Main access to the Parador.

La Cruz de Tejeda, due to its location in the geographic center of the island, was once a crossroads. Still at the end of the thirties it was not a consolidated entity, although in its vicinity there were some abandoned cultivation plots and a cross. It was also a meeting area for flocks of sheep and goats that grazed in the area in the summer months.

After 1938, when the mountain lodge designed by the Gran Canarian artist Néstor de la Torre and his brother Miguel was built, this enclave became a tourist reference point for the entire island. In 1968 it became a National Parador until 1980, when it would lose that condition to become an inn, keeping only the restaurant and the terrace-viewpoint in operation. After its reform, it rejoined the Spanish network of Paradores Nacionales.

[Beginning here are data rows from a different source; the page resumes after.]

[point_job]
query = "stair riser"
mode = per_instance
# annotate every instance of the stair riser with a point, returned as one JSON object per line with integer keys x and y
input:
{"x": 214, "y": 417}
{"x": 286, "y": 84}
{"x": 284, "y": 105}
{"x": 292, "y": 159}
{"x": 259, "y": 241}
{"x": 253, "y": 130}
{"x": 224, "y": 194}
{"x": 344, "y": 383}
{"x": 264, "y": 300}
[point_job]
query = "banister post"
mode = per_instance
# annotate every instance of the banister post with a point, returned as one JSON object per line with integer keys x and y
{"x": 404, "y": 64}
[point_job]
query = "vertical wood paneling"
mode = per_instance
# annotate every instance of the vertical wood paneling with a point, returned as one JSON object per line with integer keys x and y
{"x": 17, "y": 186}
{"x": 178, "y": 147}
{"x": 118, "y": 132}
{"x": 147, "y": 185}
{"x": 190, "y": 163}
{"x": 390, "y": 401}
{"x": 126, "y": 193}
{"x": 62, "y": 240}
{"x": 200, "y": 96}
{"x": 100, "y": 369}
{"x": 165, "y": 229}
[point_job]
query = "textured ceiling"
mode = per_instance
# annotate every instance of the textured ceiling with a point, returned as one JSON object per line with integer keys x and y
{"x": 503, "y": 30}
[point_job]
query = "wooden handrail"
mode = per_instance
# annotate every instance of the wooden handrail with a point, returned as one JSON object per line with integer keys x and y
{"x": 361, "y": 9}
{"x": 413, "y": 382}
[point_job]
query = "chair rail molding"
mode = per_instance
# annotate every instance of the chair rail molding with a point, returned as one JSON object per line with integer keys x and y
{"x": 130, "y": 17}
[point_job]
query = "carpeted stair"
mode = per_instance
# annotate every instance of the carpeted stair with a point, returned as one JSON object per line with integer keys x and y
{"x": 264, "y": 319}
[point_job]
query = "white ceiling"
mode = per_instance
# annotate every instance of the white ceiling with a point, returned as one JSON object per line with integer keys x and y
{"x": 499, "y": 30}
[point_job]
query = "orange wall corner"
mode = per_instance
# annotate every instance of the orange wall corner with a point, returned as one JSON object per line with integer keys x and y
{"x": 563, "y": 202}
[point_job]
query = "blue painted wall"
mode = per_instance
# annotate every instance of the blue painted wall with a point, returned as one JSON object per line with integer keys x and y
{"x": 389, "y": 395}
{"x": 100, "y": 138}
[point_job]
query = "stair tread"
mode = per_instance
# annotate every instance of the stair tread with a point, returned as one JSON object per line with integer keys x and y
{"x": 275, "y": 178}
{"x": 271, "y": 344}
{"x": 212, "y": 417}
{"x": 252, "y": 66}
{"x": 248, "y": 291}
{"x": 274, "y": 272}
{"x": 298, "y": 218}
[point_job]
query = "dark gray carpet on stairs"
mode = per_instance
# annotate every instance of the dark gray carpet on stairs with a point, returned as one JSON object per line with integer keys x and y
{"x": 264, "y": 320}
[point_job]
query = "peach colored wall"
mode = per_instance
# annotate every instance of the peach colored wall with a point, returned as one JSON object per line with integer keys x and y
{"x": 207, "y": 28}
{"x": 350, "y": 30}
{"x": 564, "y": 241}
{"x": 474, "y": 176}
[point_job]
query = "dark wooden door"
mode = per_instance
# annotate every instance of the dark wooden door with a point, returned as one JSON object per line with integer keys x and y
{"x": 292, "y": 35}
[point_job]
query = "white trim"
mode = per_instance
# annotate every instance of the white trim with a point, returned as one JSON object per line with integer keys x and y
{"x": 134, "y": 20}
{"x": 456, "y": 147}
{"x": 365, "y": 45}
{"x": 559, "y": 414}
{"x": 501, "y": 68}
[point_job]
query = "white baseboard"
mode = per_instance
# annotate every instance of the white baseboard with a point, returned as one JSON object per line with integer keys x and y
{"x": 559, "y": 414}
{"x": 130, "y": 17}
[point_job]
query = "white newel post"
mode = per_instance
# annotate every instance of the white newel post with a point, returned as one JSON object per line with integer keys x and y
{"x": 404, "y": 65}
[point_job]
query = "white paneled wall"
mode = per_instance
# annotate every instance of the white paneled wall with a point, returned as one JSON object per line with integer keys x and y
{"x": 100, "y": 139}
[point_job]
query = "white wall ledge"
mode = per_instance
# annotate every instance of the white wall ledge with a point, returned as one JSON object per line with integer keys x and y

Today roads from San Mateo, Tejeda and Artenara reach this place, and a good network of paths depart from it, old rehabilitated royal roads, whose mission was to communicate the payments that today the roads bring us comfortably. It is located at 1509 meters above sea level in the Degollada de Constantino, at the foot of the mountain of the same name.

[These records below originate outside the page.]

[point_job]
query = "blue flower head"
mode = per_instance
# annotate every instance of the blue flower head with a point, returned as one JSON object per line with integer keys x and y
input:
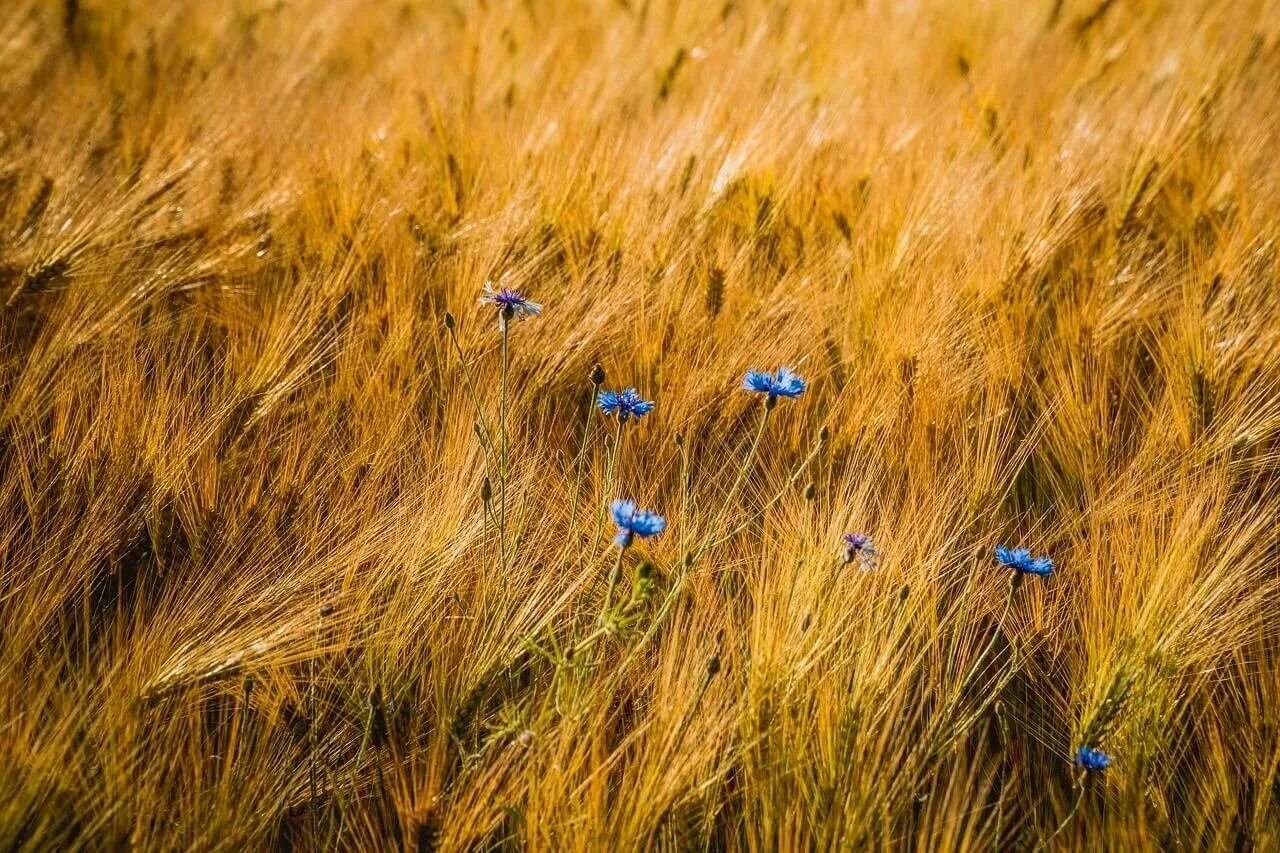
{"x": 1092, "y": 760}
{"x": 511, "y": 304}
{"x": 858, "y": 546}
{"x": 781, "y": 383}
{"x": 634, "y": 523}
{"x": 625, "y": 404}
{"x": 1022, "y": 561}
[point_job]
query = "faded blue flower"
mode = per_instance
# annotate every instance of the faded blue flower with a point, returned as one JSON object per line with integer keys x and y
{"x": 1092, "y": 760}
{"x": 624, "y": 404}
{"x": 858, "y": 546}
{"x": 511, "y": 304}
{"x": 781, "y": 383}
{"x": 1022, "y": 561}
{"x": 634, "y": 523}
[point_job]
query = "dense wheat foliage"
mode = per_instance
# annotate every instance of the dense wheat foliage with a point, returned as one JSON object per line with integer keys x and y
{"x": 255, "y": 585}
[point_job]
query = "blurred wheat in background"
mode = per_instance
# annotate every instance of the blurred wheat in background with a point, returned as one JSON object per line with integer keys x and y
{"x": 305, "y": 546}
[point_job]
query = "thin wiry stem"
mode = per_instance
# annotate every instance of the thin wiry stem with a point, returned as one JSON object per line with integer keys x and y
{"x": 615, "y": 575}
{"x": 611, "y": 466}
{"x": 1075, "y": 807}
{"x": 502, "y": 460}
{"x": 768, "y": 505}
{"x": 737, "y": 482}
{"x": 487, "y": 434}
{"x": 577, "y": 466}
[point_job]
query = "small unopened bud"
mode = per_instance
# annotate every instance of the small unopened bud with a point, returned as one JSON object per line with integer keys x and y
{"x": 376, "y": 731}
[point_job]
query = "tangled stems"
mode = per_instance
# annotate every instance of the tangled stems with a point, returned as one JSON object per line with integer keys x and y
{"x": 502, "y": 460}
{"x": 741, "y": 477}
{"x": 615, "y": 575}
{"x": 485, "y": 433}
{"x": 1080, "y": 780}
{"x": 597, "y": 381}
{"x": 791, "y": 480}
{"x": 611, "y": 465}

The place gets its name from the cross carved in green stone that marks the center of the island. Nearby we find a rural hotel, several restaurants and various stalls selling local products, among which the traperas, the bienmesabe and the marzipan from Tejeda stand out.

Petrified Tempest

Petrified season: Roque Bentayga from the Cross of Tejeda.

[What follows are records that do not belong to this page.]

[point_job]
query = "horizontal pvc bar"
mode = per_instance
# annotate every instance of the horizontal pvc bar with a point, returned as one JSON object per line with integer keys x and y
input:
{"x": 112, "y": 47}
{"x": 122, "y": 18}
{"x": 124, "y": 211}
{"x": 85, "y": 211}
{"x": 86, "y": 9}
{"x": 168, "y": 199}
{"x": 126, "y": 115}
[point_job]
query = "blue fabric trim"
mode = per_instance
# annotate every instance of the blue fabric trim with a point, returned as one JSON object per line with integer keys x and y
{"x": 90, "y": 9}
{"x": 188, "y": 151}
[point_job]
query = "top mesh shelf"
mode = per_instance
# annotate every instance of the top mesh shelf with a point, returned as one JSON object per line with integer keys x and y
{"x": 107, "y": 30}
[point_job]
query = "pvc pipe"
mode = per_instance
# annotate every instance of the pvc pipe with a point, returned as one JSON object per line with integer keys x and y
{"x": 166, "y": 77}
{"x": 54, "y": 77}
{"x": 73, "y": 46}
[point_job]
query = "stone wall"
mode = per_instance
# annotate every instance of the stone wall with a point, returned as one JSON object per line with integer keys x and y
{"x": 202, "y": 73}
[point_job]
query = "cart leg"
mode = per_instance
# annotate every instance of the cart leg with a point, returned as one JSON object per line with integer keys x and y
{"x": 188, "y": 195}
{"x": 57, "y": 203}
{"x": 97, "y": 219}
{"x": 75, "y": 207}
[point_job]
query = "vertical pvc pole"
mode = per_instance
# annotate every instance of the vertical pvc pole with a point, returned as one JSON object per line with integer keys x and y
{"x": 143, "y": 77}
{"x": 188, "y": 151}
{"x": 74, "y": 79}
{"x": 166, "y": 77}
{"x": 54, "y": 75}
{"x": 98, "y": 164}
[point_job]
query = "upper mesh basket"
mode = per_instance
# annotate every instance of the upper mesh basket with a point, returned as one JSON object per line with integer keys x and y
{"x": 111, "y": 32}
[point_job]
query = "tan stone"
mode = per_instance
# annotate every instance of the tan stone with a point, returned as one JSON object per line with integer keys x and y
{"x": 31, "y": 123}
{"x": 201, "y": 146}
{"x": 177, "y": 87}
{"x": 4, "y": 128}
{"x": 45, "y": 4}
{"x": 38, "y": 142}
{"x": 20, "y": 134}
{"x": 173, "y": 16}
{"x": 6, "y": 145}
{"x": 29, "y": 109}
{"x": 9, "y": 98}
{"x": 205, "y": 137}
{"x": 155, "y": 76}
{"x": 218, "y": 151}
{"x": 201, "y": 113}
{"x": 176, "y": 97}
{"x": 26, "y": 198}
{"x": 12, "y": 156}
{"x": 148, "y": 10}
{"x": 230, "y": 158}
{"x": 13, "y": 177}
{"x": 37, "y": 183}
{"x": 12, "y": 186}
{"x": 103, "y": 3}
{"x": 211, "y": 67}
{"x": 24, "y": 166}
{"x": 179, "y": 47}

The petrified storm that Miguel de Unamuno baptized, arises from a sunken caldera, carved by the waters and flooded by lava. In this landscape, the rocks that came to plug the craters stand out, among which the Roque Nublo (1700 masl), symbol of Gran Canaria, the Fraile or the Bentayga stand out.

Snow Peak

Snow of the Canons (1699).

From the Pico de las Nieves (1950 masl), perfectly recognizable by the building that has a large camouflaged ball, belonging to a military air surveillance station, there are splendid views of the entire ridge area. Also known as Pozo de las Nieves, this place owes its name to the canon of the Cathedral José de Leive who devised the construction of several wells in the century XVII to preserve the snow that fell sporadically some years, even so more frequently than at present, for its later transfer to Las Palmas. Discovered in 1998 and restored in 2003, today the Los Canónigos well, dating from 1699, and the nearby Grande well, the first snow well to be excavated in the Canary Islands in 1694, are preserved.

In this place, behind the military installations, we can find a watchtower, built on the Jierro canyon, with a view of the Tirajana caldera and the southern beaches. Turning around, we will be able to see Roque Nublo and the peak of Teide, on the neighboring island of Tenerife.

Illustrious people

Panoramic views

Snowscape of Mount Alto del Pozo, next to the camping area and next to Pico de las Nieves, in February 2005. The hail and snow are occasional but frequent in recent years. When they fall, they leave us prints like this image taken near the highest point of the San Mateo and the island. Near it, the Pozo de las Nieves, a toponymous chosen because in this area there were a series of fridges or snow wells where the ice was collected and then moved to the Cathedral of Las Palmas de Gran Canaria for commercialization.
Panoramic of the Gran Canaria summit. From left to right El Montañón, Pargana, the Plains of the Pez, Morro de la Salvia, Moriscos and part of Monte Constantino. In the background, the Roque Nublo and, a little further down, the Bentayga emerge from the Caldera de Tejeda. On the horizon, the snowy silhouette of the Pico Teide, on the neighbouring island of Tenerife, stands on the horizon sea of clouds. Photograph taken from the Snow Pico.